Run a Malwarebytes scan.


----------



## Chomiq (Sep 3, 2020)

You changed mobo, cpu and gpu. Psu and ram are the same? So it's one of the two.


----------



## Paganstomp (Sep 3, 2020)

Recommend doing a fresh install of your current O/S and drivers onto a different drive and then test without the PC being online.


----------



## clinto (Sep 3, 2020)

Chomiq said:


> You changed mobo, cpu and gpu. Psu and ram are the same? So it's one of the two.


the power supply is new aswell i had a 550 but i upgraded when i got the 2070/ryzen 7 3700x


----------



## DRDNA (Sep 3, 2020)

Did you scan


clinto said:


> the power supply is new aswell i had a 550 but i upgraded when i got the 2070/ryzen 7 3700x


Did you scan with malwarebytes to see if you have a miner that got installed unwantingly as Caring1 recommended? Also what error is in system logs when the crash happened? look in System and apps section of logs.



Caring1 said:


> Run a Malwarebytes scan.


----------



## clinto (Sep 3, 2020)

Ok so new problem I went into the bios and forced my ram to 3600 because I seen it was running at 2133 and now my system won't boot thishappend just now, is there a way I can just completely wipe and start anew with my pc


----------



## TheoneandonlyMrK (Sep 3, 2020)

clinto said:


> Ok so new problem I went into the bios and forced my ram to 3600 because I seen it was running at 2133 and now my system won't boot thishappend just now, is there a way I can just completely wipe and start anew with my pc


We could do with you filling out your system specs, what type, speed and timings are your ram's.
If you have the motherboard manual look up clearing CMOS in it, that or remove power leads and then open the pc up and remove the coin battery for ten minutes, refit the right way up.


----------



## clinto (Sep 3, 2020)

theoneandonlymrk said:


> We could do with you filling out your system specs, what type, speed and timings are your ram's.


I have 16gb of 3600 gskill ram


----------



## Chomiq (Sep 3, 2020)

Pro tip: 
Throwing money at the problem isn't always the best solution.

My bet is on memory timings, VDDP, VDDG issues, etc.


----------



## clinto (Sep 3, 2020)

theoneandonlymrk said:


> We could do with you filling out your system specs, what type, speed and timings are your ram's.
> If you have the motherboard manual look up clearing CMOS in it, that or remove power leads and then open the pc up and remove the coin battery for ten minutes, refit the right way up.


alright were back i cleared the cmos and i got here running again, and i have also set everything in my bios to defaults


----------



## TheoneandonlyMrK (Sep 3, 2020)

clinto said:


> alright were back i cleared the cmos and i got here running again, and i have also set everything in my bios to defaults


As a starting point your set, run it a bit see if the crash issues are resolved then move forward with increasing memory performance, over clocking the CPU is near pointless.
But do let us know if it's ok please.


----------



## Chomiq (Sep 3, 2020)

Typhoon burner + Dram calculator.
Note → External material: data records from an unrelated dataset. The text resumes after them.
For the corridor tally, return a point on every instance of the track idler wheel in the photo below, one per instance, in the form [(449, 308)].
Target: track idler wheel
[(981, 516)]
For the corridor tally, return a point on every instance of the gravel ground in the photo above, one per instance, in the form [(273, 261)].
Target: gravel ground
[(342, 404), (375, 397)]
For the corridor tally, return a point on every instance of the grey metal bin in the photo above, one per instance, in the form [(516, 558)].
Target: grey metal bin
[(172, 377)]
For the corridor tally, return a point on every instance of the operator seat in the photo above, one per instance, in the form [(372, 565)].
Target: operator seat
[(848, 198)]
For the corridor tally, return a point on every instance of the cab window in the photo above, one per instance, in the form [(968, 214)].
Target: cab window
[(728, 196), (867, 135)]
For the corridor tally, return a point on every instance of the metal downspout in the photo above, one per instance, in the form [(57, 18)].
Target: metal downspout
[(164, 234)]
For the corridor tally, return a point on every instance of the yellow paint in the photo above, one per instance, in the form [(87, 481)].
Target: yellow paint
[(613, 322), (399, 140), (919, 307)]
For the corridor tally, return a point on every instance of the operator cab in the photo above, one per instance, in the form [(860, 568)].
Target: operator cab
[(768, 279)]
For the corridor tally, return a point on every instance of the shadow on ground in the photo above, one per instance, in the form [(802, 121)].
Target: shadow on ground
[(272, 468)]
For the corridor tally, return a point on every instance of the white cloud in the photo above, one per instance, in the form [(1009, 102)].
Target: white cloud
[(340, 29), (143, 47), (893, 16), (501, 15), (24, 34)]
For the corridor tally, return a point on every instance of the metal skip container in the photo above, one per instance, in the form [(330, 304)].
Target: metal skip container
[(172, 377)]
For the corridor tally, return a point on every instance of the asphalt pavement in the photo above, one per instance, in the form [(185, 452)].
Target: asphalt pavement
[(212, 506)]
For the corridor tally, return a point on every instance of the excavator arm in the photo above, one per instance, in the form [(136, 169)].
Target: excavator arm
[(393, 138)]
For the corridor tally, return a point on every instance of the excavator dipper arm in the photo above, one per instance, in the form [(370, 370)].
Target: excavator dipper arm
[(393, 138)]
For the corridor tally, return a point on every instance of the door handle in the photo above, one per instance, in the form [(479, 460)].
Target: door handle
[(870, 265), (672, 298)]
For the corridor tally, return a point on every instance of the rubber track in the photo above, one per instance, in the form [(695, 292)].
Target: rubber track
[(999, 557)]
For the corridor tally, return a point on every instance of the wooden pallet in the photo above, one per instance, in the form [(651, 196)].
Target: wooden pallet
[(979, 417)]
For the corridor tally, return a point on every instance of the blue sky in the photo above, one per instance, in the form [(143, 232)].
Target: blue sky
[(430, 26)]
Adjust your timings and voltages, validate stability with Memtest64 or something similar. If you need help, ask here, somebody will explain the process to you.

Fill in your specs here:


			https://www.techpowerup.com/forums/account/specs
		


Detailed systems specs, not just "B550 motherboard", provide brand and model. Same with ram, Gskill 3600 16gb doesn't say much, same as "2070"  or "700W EVGA psu". Click on "System Specs" below my account on the left side or @theoneandonlymrk account and you will get idea what sort of info should be included.


----------



## Rowsol (Sep 3, 2020)

It worked fine for a week. Did you change something after a week? How often does this happen?

I agree with Paganstomp. A fresh windows install is a surefire way of determining if it's a software or hardware issue. Really, you should have done that before buying more gear.


----------



## John Naylor (Sep 3, 2020)

1.   Did you follow the recommended procedure of formatting the boot drive and doing a  refresh install of Windows ?

2.  If not, did you at least uninstall all hardware drivers for the items being taken out, rebooted, shut down, remove the old hardware .... then install the new hatdware, set BIOS to defauilts, intsall the drivers for the new hardware ?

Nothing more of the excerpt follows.